APA trades at about 7.3X forward earnings, below the subindustry's 9.5X multiple.
Suriname's GranMorgu project could drive long-term growth, with first oil targeted for mid-2028.
APA Corporation (APA - Free Report) has delivered a strong run, with its shares rising nearly 63% in the past year. The rally raises a fair question: is APA still attractive, or has the market already priced in most of the upside? The answer looks balanced. APA has stronger execution, a deep Permian base, improving costs and a major future catalyst in Suriname. At the same time, investors must consider commodity-price risk, Egypt exposure, debt and the long wait before Suriname contributes meaningfully. Compared with Chord Energy (CHRD - Free Report) , which is more focused on the Williston Basin, and SM Energy (SM - Free Report) , which is scaling its U.S. shale platform after the Civitas deal, APA offers a different mix of near-term cash flow and long-term offshore growth.

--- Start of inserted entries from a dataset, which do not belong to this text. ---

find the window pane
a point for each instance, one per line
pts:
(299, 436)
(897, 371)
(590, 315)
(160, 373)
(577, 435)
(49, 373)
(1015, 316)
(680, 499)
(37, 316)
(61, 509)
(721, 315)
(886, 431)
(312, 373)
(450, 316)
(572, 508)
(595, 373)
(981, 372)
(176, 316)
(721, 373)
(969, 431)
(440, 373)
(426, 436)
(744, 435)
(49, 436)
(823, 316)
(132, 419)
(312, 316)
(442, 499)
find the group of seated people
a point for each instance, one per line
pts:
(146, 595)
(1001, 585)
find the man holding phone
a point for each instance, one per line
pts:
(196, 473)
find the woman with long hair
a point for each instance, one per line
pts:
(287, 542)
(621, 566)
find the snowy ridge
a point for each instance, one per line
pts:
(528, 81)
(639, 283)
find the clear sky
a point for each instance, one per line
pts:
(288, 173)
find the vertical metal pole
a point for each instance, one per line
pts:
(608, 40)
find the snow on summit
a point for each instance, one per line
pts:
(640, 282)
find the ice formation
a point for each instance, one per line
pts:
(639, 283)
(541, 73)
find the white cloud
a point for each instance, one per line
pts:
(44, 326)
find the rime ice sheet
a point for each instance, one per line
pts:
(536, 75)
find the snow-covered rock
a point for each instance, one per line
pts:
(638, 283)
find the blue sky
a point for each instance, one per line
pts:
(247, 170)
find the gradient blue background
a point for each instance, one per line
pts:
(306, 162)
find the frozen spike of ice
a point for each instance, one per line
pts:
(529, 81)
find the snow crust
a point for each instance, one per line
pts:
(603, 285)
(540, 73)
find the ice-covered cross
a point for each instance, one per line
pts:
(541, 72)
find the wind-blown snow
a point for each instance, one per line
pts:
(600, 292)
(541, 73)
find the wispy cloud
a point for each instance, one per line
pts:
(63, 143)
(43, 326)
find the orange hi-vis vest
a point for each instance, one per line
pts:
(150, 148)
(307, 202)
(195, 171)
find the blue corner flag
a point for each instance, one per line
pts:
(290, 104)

Price Performance Shows APA’s Strong Momentum
APA’s one-year gain easily tops Chord Energy, up 17.7%, and SM Energy, down 1.5%. The outperformance reflects improved confidence in APA’s operating progress, cash generation and future project pipeline. Still, a rally of this size raises the bar. CHRD has a simpler Williston-focused story built around steady production, long laterals and shareholder returns. SM is trying to improve scale, reduce debt and capture merger synergies. APA sits between these peers, with a large Permian position, international assets and a visible offshore catalyst.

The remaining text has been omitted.